Question

How do you graph $y=\sin x$ and $y=\cos x$ .

Answer 1

Hint: To draw the graph of $y=\sin x$ , we have to consider different values of x and find the corresponding values of y. We have consider $x=0,\pm \dfrac{\pi }{2},\pm \pi ,\pm \dfrac{3\pi }{2},\pm 2\pi $ and find the corresponding values of y. To draw the graph of $y=\cos x$ , we will do the similar procedure.

Complete step by step solution:
We have to graph $y=\sin x$ and $y=\cos x$ . Let us first consider $y=\sin x$ . We have to consider different values of x and find the corresponding values of y.
Let us consider $x=0$ . We have to substitute the value of x in $y=\sin x$ .
$\Rightarrow y=\sin 0=0$
Let us consider $x=\dfrac{\pi }{2}$ .
\[\Rightarrow y=\sin \dfrac{\pi }{2}=1\]
We have to consider $x=\pi $ .
\[\Rightarrow y=\sin \pi =0\]
Let us consider $x=\dfrac{3\pi }{2}$ .
\[\Rightarrow y=\sin \dfrac{3\pi }{2}=-1\]
We have to consider $x=2\pi $ .
\[\Rightarrow y=\sin 2\pi =0\]
Now, let us consider the negative values.
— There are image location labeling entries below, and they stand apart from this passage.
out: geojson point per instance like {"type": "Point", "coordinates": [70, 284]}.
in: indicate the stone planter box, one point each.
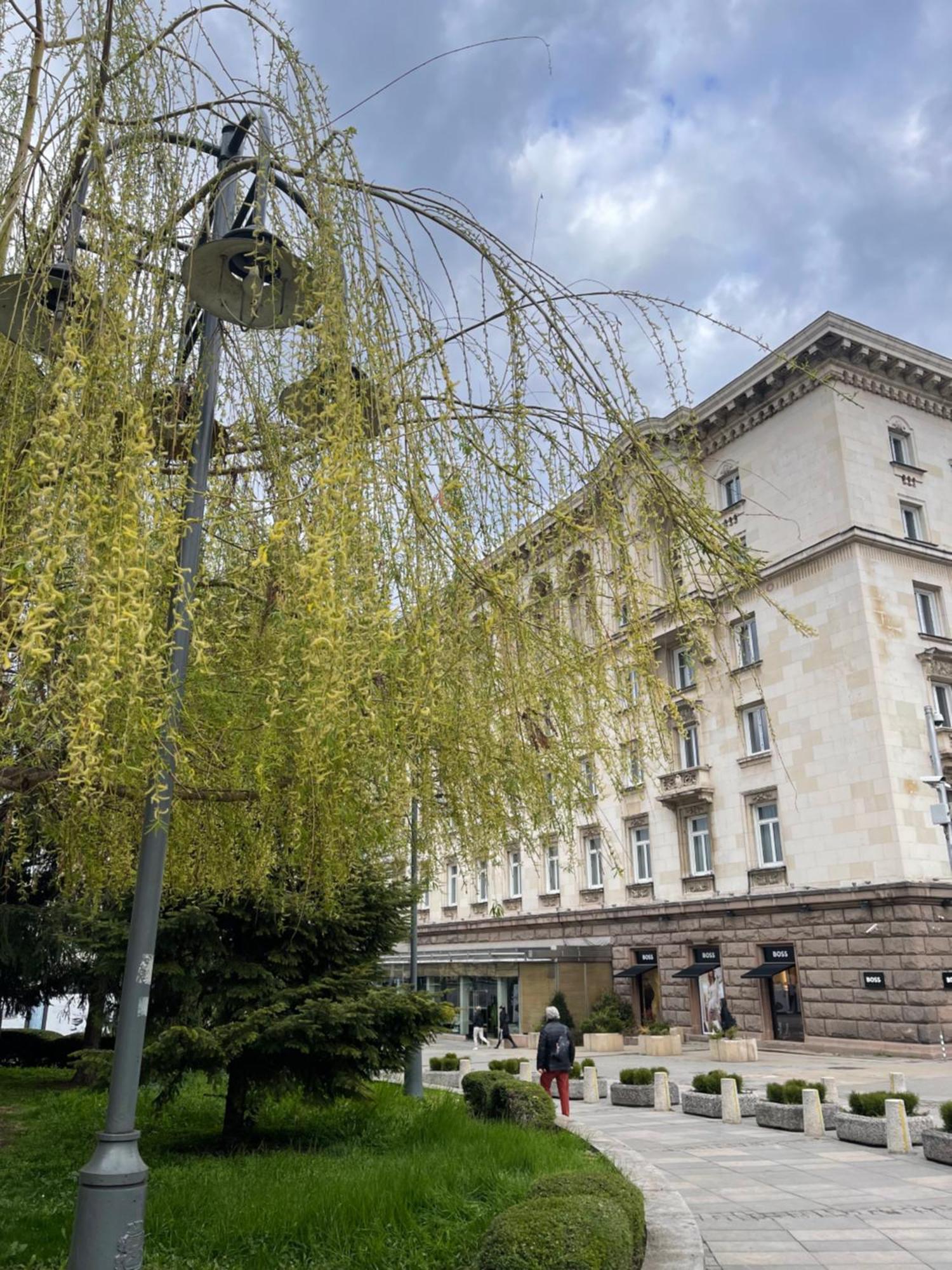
{"type": "Point", "coordinates": [661, 1047]}
{"type": "Point", "coordinates": [738, 1051]}
{"type": "Point", "coordinates": [870, 1131]}
{"type": "Point", "coordinates": [790, 1116]}
{"type": "Point", "coordinates": [710, 1104]}
{"type": "Point", "coordinates": [937, 1145]}
{"type": "Point", "coordinates": [639, 1095]}
{"type": "Point", "coordinates": [604, 1043]}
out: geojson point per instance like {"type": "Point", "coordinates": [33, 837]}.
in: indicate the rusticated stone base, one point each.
{"type": "Point", "coordinates": [870, 1131]}
{"type": "Point", "coordinates": [937, 1146]}
{"type": "Point", "coordinates": [710, 1104]}
{"type": "Point", "coordinates": [639, 1095]}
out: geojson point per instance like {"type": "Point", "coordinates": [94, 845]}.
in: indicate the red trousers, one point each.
{"type": "Point", "coordinates": [562, 1080]}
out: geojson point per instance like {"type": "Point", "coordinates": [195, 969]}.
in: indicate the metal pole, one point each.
{"type": "Point", "coordinates": [413, 1073]}
{"type": "Point", "coordinates": [941, 788]}
{"type": "Point", "coordinates": [110, 1227]}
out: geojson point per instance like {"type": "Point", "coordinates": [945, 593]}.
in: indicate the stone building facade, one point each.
{"type": "Point", "coordinates": [784, 868]}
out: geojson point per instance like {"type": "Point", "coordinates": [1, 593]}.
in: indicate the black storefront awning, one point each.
{"type": "Point", "coordinates": [767, 971]}
{"type": "Point", "coordinates": [696, 971]}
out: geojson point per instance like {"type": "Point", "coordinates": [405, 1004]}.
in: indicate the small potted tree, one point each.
{"type": "Point", "coordinates": [866, 1121]}
{"type": "Point", "coordinates": [704, 1098]}
{"type": "Point", "coordinates": [784, 1107]}
{"type": "Point", "coordinates": [937, 1144]}
{"type": "Point", "coordinates": [635, 1088]}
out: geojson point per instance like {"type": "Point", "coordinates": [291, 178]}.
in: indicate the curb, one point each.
{"type": "Point", "coordinates": [673, 1235]}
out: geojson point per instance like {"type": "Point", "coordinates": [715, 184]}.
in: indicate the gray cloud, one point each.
{"type": "Point", "coordinates": [762, 162]}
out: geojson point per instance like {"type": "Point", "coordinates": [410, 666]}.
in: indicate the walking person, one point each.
{"type": "Point", "coordinates": [505, 1028]}
{"type": "Point", "coordinates": [555, 1056]}
{"type": "Point", "coordinates": [479, 1029]}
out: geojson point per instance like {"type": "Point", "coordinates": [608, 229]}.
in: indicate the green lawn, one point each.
{"type": "Point", "coordinates": [389, 1184]}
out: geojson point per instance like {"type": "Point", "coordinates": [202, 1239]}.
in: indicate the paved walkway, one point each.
{"type": "Point", "coordinates": [765, 1198]}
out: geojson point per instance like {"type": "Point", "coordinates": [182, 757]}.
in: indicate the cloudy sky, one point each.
{"type": "Point", "coordinates": [758, 161]}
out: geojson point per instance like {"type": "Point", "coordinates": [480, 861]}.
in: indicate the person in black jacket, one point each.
{"type": "Point", "coordinates": [555, 1056]}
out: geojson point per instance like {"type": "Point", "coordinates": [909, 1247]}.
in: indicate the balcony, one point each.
{"type": "Point", "coordinates": [690, 785]}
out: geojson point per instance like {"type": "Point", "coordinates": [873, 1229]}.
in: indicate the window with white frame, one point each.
{"type": "Point", "coordinates": [942, 704]}
{"type": "Point", "coordinates": [690, 747]}
{"type": "Point", "coordinates": [927, 610]}
{"type": "Point", "coordinates": [593, 860]}
{"type": "Point", "coordinates": [767, 824]}
{"type": "Point", "coordinates": [516, 874]}
{"type": "Point", "coordinates": [640, 848]}
{"type": "Point", "coordinates": [684, 669]}
{"type": "Point", "coordinates": [901, 449]}
{"type": "Point", "coordinates": [757, 730]}
{"type": "Point", "coordinates": [912, 521]}
{"type": "Point", "coordinates": [553, 872]}
{"type": "Point", "coordinates": [700, 845]}
{"type": "Point", "coordinates": [483, 882]}
{"type": "Point", "coordinates": [731, 490]}
{"type": "Point", "coordinates": [746, 642]}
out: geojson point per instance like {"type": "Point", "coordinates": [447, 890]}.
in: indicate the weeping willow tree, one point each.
{"type": "Point", "coordinates": [432, 495]}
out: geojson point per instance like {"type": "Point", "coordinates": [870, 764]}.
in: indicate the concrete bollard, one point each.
{"type": "Point", "coordinates": [663, 1093]}
{"type": "Point", "coordinates": [898, 1141]}
{"type": "Point", "coordinates": [731, 1103]}
{"type": "Point", "coordinates": [813, 1114]}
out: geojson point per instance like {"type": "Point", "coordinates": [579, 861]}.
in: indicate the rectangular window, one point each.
{"type": "Point", "coordinates": [769, 834]}
{"type": "Point", "coordinates": [899, 448]}
{"type": "Point", "coordinates": [746, 642]}
{"type": "Point", "coordinates": [516, 874]}
{"type": "Point", "coordinates": [684, 667]}
{"type": "Point", "coordinates": [690, 749]}
{"type": "Point", "coordinates": [912, 521]}
{"type": "Point", "coordinates": [640, 845]}
{"type": "Point", "coordinates": [553, 879]}
{"type": "Point", "coordinates": [700, 845]}
{"type": "Point", "coordinates": [731, 490]}
{"type": "Point", "coordinates": [593, 860]}
{"type": "Point", "coordinates": [942, 699]}
{"type": "Point", "coordinates": [483, 882]}
{"type": "Point", "coordinates": [927, 610]}
{"type": "Point", "coordinates": [757, 731]}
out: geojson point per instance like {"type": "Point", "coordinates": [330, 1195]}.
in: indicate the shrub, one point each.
{"type": "Point", "coordinates": [875, 1103]}
{"type": "Point", "coordinates": [505, 1065]}
{"type": "Point", "coordinates": [521, 1103]}
{"type": "Point", "coordinates": [578, 1231]}
{"type": "Point", "coordinates": [710, 1083]}
{"type": "Point", "coordinates": [29, 1047]}
{"type": "Point", "coordinates": [793, 1092]}
{"type": "Point", "coordinates": [609, 1014]}
{"type": "Point", "coordinates": [640, 1075]}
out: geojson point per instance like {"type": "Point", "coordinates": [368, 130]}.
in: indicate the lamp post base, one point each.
{"type": "Point", "coordinates": [110, 1233]}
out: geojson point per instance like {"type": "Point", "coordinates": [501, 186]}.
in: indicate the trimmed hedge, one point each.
{"type": "Point", "coordinates": [449, 1064]}
{"type": "Point", "coordinates": [875, 1103]}
{"type": "Point", "coordinates": [565, 1233]}
{"type": "Point", "coordinates": [29, 1047]}
{"type": "Point", "coordinates": [793, 1092]}
{"type": "Point", "coordinates": [505, 1065]}
{"type": "Point", "coordinates": [710, 1083]}
{"type": "Point", "coordinates": [610, 1186]}
{"type": "Point", "coordinates": [640, 1075]}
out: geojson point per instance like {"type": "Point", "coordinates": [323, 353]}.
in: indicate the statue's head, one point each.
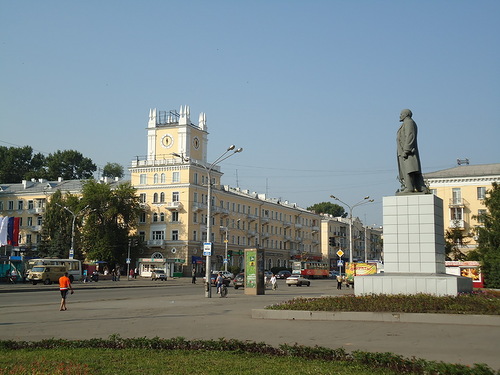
{"type": "Point", "coordinates": [404, 114]}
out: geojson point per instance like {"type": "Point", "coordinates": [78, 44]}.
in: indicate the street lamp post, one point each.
{"type": "Point", "coordinates": [363, 201]}
{"type": "Point", "coordinates": [226, 240]}
{"type": "Point", "coordinates": [208, 265]}
{"type": "Point", "coordinates": [71, 251]}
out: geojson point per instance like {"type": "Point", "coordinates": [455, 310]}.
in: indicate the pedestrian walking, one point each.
{"type": "Point", "coordinates": [339, 282]}
{"type": "Point", "coordinates": [193, 275]}
{"type": "Point", "coordinates": [64, 286]}
{"type": "Point", "coordinates": [274, 282]}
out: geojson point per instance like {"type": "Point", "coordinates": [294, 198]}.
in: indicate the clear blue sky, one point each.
{"type": "Point", "coordinates": [311, 90]}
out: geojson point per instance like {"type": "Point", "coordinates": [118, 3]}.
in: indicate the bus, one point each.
{"type": "Point", "coordinates": [311, 269]}
{"type": "Point", "coordinates": [73, 266]}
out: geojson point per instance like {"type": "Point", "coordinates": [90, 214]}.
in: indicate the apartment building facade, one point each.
{"type": "Point", "coordinates": [172, 183]}
{"type": "Point", "coordinates": [463, 189]}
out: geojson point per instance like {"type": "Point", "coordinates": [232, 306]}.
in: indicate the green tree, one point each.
{"type": "Point", "coordinates": [57, 226]}
{"type": "Point", "coordinates": [112, 170]}
{"type": "Point", "coordinates": [112, 216]}
{"type": "Point", "coordinates": [488, 250]}
{"type": "Point", "coordinates": [70, 165]}
{"type": "Point", "coordinates": [328, 208]}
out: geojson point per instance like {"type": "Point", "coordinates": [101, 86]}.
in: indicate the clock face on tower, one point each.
{"type": "Point", "coordinates": [167, 141]}
{"type": "Point", "coordinates": [196, 143]}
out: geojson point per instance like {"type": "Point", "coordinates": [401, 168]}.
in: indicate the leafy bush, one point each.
{"type": "Point", "coordinates": [482, 302]}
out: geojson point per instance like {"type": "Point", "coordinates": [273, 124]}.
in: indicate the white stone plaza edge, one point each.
{"type": "Point", "coordinates": [414, 255]}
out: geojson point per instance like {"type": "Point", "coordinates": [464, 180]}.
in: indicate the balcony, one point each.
{"type": "Point", "coordinates": [251, 217]}
{"type": "Point", "coordinates": [197, 207]}
{"type": "Point", "coordinates": [457, 224]}
{"type": "Point", "coordinates": [174, 206]}
{"type": "Point", "coordinates": [156, 243]}
{"type": "Point", "coordinates": [220, 210]}
{"type": "Point", "coordinates": [457, 202]}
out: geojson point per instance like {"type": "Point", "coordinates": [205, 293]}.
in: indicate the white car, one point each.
{"type": "Point", "coordinates": [298, 280]}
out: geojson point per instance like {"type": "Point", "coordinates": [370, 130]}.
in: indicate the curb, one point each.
{"type": "Point", "coordinates": [478, 320]}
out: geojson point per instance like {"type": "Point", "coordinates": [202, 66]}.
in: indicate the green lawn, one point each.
{"type": "Point", "coordinates": [178, 362]}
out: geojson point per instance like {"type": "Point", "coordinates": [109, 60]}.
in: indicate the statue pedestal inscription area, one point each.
{"type": "Point", "coordinates": [413, 232]}
{"type": "Point", "coordinates": [413, 250]}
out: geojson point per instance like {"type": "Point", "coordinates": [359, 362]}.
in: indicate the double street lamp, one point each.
{"type": "Point", "coordinates": [365, 200]}
{"type": "Point", "coordinates": [209, 169]}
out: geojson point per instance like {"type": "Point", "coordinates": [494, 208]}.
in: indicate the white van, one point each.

So when $x=-\dfrac{\pi }{2}$
\[\Rightarrow y=\sin \left( -\dfrac{\pi }{2} \right)\]
We know that $\sin \left( -\theta \right)=-\sin \theta $ .
\[\Rightarrow y=-\sin \left( \dfrac{\pi }{2} \right)=-1\]
We have to consider $x=-\pi $ .
\[\Rightarrow y=\sin \left( -\pi \right)=0\]
Let us consider $x=-\dfrac{3\pi }{2}$ .
\[\Rightarrow y=\sin \left( -\dfrac{3\pi }{2} \right)=-\sin \left( \dfrac{3\pi }{2} \right)=1\]
We have to consider $x=-2\pi $ .
\[\Rightarrow y=\sin \left( -2\pi \right)=0\]
Let us tabulate these values.

x	$y=\sin x$
0	0
$\dfrac{\pi }{2}$	1
$\pi $	0
$\dfrac{3\pi }{2}$	-1
$2\pi $	0
$-\dfrac{\pi }{2}$	-1
$-\pi $	0
$-\dfrac{3\pi }{2}$	1
$-2\pi $	0

Now, let us plot the graph. Firstly, we have to plot the points in the graph. We have to convert $\pi $ into its numerical form, that is, 3.14 and plot the corresponding points. Then, we have to join the points as a curve. The graph of $y=\sin x$ is shown below.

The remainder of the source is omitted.